De vraag is of er recht op aftrek bestaat van een gedeelte van de btw op de bouwkosten van het dak van de woning en dan meer in het bijzonder of er een rechtstreeks en onmiddellijk verband bestaat tussen de levering van energie via de zonnepanelen en de bouw van de woning.
Rechtbank Noord-Holland overweegt dat de omstandigheid dat A uit hoofde van de exploitatie van de zonnepanelen door middel van de levering van energie tegen vergoeding aan de energiemaatschappij btw-ondernemer is, niet zonder meer betekent dat A de woning heeft verworven in de hoedanigheid van ondernemer.
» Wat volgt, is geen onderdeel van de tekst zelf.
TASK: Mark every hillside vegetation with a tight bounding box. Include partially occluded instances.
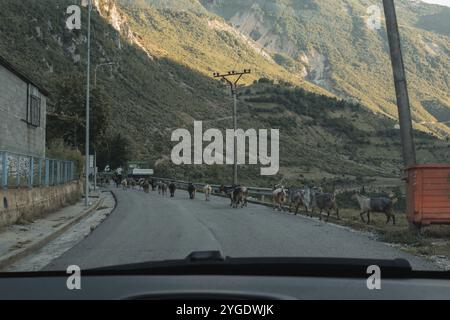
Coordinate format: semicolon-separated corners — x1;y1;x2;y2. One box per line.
0;0;450;186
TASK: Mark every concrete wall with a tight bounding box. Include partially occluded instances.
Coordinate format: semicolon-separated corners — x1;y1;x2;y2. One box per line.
0;181;83;228
0;65;47;157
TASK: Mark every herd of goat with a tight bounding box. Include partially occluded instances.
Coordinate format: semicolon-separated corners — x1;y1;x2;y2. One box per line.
108;178;397;225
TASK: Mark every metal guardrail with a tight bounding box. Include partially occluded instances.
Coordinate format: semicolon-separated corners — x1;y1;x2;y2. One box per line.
152;177;273;196
0;150;76;188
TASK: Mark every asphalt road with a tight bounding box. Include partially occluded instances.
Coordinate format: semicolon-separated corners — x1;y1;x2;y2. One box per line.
46;189;435;270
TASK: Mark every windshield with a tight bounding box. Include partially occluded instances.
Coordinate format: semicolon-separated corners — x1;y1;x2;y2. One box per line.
0;0;450;272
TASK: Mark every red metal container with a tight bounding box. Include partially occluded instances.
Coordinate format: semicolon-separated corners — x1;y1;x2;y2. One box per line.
407;164;450;226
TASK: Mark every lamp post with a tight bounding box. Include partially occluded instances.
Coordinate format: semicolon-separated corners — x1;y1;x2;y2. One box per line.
84;0;92;207
214;69;251;185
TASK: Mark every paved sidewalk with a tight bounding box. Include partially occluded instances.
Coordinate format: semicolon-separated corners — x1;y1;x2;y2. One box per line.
0;191;108;271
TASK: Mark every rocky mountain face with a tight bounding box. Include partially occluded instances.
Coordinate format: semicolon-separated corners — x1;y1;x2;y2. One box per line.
201;0;450;135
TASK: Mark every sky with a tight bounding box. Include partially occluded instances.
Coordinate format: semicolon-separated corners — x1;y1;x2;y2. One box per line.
422;0;450;7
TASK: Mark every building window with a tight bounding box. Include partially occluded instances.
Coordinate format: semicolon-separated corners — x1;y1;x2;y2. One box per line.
29;96;41;127
27;85;41;127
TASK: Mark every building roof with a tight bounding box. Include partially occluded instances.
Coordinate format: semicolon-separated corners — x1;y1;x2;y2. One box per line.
0;56;50;97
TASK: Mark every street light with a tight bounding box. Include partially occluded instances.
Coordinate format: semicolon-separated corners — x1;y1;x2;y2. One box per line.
84;0;92;207
213;69;251;185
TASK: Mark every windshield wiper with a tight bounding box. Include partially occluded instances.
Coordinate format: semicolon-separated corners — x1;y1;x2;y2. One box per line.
83;251;412;278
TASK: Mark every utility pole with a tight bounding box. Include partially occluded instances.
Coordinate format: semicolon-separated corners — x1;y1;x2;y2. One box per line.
383;0;416;167
84;0;92;207
214;69;251;185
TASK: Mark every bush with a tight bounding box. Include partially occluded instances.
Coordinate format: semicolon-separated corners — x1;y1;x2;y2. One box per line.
46;139;84;178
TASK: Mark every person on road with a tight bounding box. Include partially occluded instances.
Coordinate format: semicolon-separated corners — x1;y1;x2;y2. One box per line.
169;182;176;198
188;182;195;200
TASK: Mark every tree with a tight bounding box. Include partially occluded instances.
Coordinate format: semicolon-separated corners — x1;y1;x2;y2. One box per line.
97;133;132;170
47;73;111;150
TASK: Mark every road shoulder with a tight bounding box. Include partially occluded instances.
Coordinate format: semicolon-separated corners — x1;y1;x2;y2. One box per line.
0;192;115;271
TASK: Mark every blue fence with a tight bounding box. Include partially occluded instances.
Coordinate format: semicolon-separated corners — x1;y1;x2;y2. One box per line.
0;151;76;188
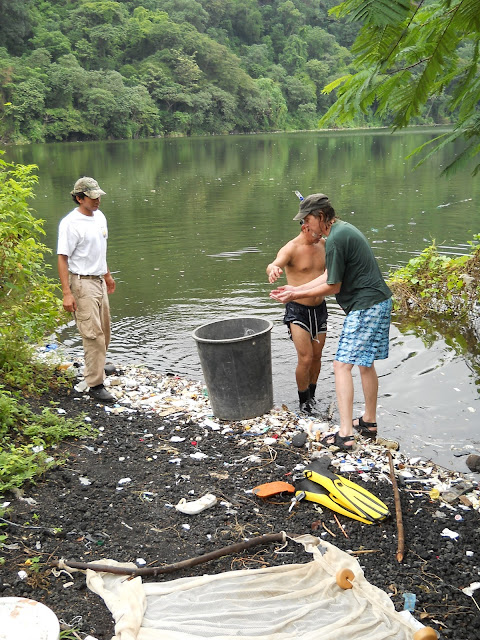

Zeker nu een woning naar haar aard bestemd is om te gebruiken voor privédoeleinden. Dat bij de aanschaf (en de bouw) van de woning rekening is gehouden met de (on)mogelijkheid om zonnepanelen te plaatsen, is volgens de rechtbank niet voldoende om te concluderen dat de woning in de hoedanigheid van ondernemer is verworven. Verder wijzen de feiten en het gestelde er op dat de zonnepanelen zijn bedoeld voor het gebruik van de opgewekte energie voor privédoeleinden.
Instantie
Rechtbank Noord-Holland
Datum uitspraak
26-05-2021
Datum publicatie
31-05-2021
Zaaknummer
AWB – 19 _ 4076
Rechtsgebieden
Belastingrecht
Bijzondere kenmerken
Eerste aanleg – enkelvoudig
Inhoudsindicatie
In geschil is of er recht op aftrek bestaat van een gedeelte van de omzetbelasting op de bouwkosten van het dak van de woning en dan meer in het bijzonder op de vraag of er sprake is van een rechtstreeks en onmiddellijk verband bestaat tussen de levering van energie via de zonnepanelen en de bouw van de woning. De rechtbank overweegt dat de omstandigheid dat eiser uit hoofde van de exploitatie van de zonnepanelen door middel van de levering van energie tegen vergoeding aan de energiemaatschappij ondernemer voor de omzetbelasting is, niet zonder meer betekent dat eiser de woning heeft verworven in de hoedanigheid van ondernemer. Zeker nu een woning naar haar aard bestemd is om te gebruiken voor privédoeleinden. Dat bij de aanschaf (en de bouw) van de woning rekening is gehouden met de (on)mogelijkheid om zonnepanelen te plaatsen, is volgens de rechtbank niet voldoende om te concluderen dat de woning in de hoedanigheid van ondernemer is verworven. Verder wijzen de feiten en het gestelde er op dat de zonnepanelen zijn bedoeld voor het gebruik van de opgewekte energie voor privédoeleinden.
Vindplaatsen
Rechtspraak.nl
Viditax (FutD), 31-5-2021
Verrijkte uitspraak
Uitspraak
Rechtbank noord-holland
Zittingsplaats Haarlem
Bestuursrecht
zaaknummer: HAA 19/4076
uitspraak van de enkelvoudige kamer van 26 mei 2021 in de zaak tussen
[X] , wonende te [Z] , eiser,
en
de inspecteur van de Belastingdienst, kantoor Hoofddorp, verweerder.
Procesverloop
Eiser heeft aangifte omzetbelasting gedaan over het tijdvak 23 juni 2017 tot en met 31 december 2017. Daarin heeft hij een teruggaaf van omzetbelasting verzocht tot een bedrag van € 4.513.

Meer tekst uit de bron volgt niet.